R. K. - Romy n’était pas condamnée dès le départ. Je ne voulais pas écrire une histoire selon cette perspective. Quand le livre s’ouvre, elle purge une double peine à perpétuité et elle s’interroge, tout en informant le lecteur, sur les circonstances qui l’ont menée là, dans ce bus. C’est très humain de regarder en arrière et de trouver une logique dans ce qu’il nous arrive. Et dans son cas, bien sûr, il y en a une : si elle était née en France ou en Hollande, elle ne passerait pas la fin de ses jours en prison. Elle aurait écopé de huit ou dix ans, non ? Aux États-Unis, les personnes qui vont dans une prison d’État pour purger une longue peine sont toutes issues de milieux défavorisés. Elle n’avait pas besoin de tuer Kurt mais quand on parle avec les gens, on découvre toujours que la situation est plus compliquée qu’elle n’y paraît. Personnellement, je ne vois pas comment je pourrais juger quelqu’un alors que je n’ai pas eu sa vie. Dans le livre, le personnage de Gordon dit : « Je n’ai jamais connu de pire homme que moi-même », ce qui s’inspire des propos d’Henry David Thoreau. Ce sont les gens qui peuvent expliquer leurs actes et leurs choix.
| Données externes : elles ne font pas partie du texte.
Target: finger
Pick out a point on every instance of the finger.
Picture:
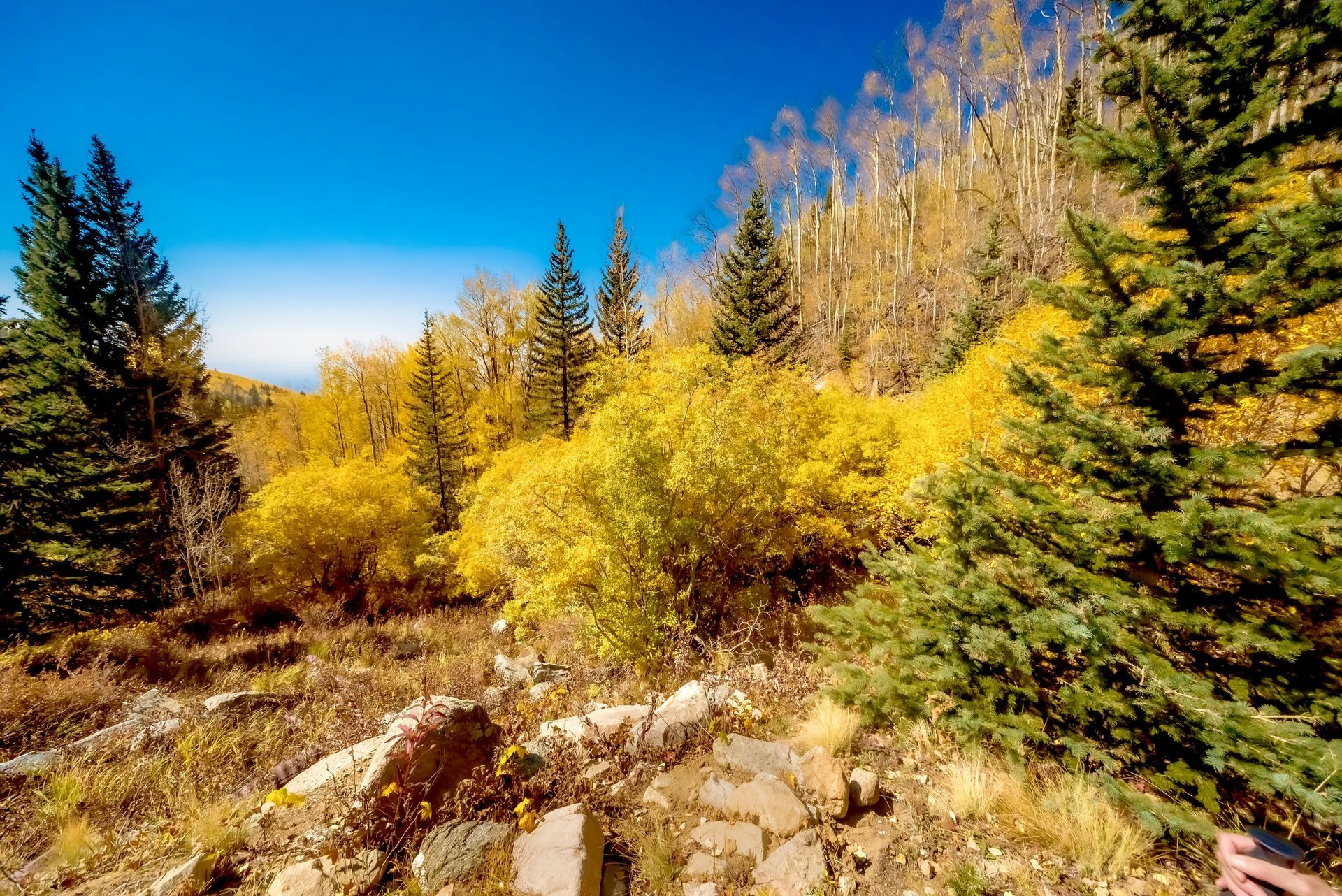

En tant qu’écrivain, heureusement, je ne suis pas un juge.
P. - L’avocat qui défend Romy au tribunal connaît à peine son dossier et personne ne s’intéresse à ce qu’il lui est arrivé. Pire, on lui retire ses droits parentaux et elle ne sait même pas ce que devient son propre fils. C’est vraiment ça le système judiciaire ? Une machine à broyer des êtres humains, à les envoyer dans des prisons pleines sans réfléchir ?
R. K. - C’est différent mais cela ressemble à la loi « ICE » que soutient notre gouvernement. Elle est censée renforcer les contrôles aux frontières et sépare les enfants de leurs parents. Leur attitude consiste à dire que si les parents ne veulent pas être séparés de leurs enfants, ils ne doivent pas venir aux USA. Ils rejettent la faute sur les parents, sans tenir compte de la souffrance des enfants. Le système judiciaire fonctionne comme ça, en un sens. Dans le livre, Gordon demande à une gardienne si ça l’ennuie de voir des femmes séparées de leurs enfants, lors des visites des familles. Elle répond qu’au départ c’est dur et qu’après, on s’y fait. Avant d’ajouter : « Mais vous savez, c’est leur faute. Si elles avaient voulu voir leurs enfants grandir, elles n’auraient pas commis de crime. » Les femmes qui travaillent en prison viennent aussi d’environnements défavorisés. Elles n’ont besoin que d’un diplôme et elles sont bien payées, mais après c’est une énorme concession. Elles travaillent dans un environnement qui n’est pas sain. Elles sont obligées de s’endurcir et elles finissent par se convaincre que les détenues sont là par choix.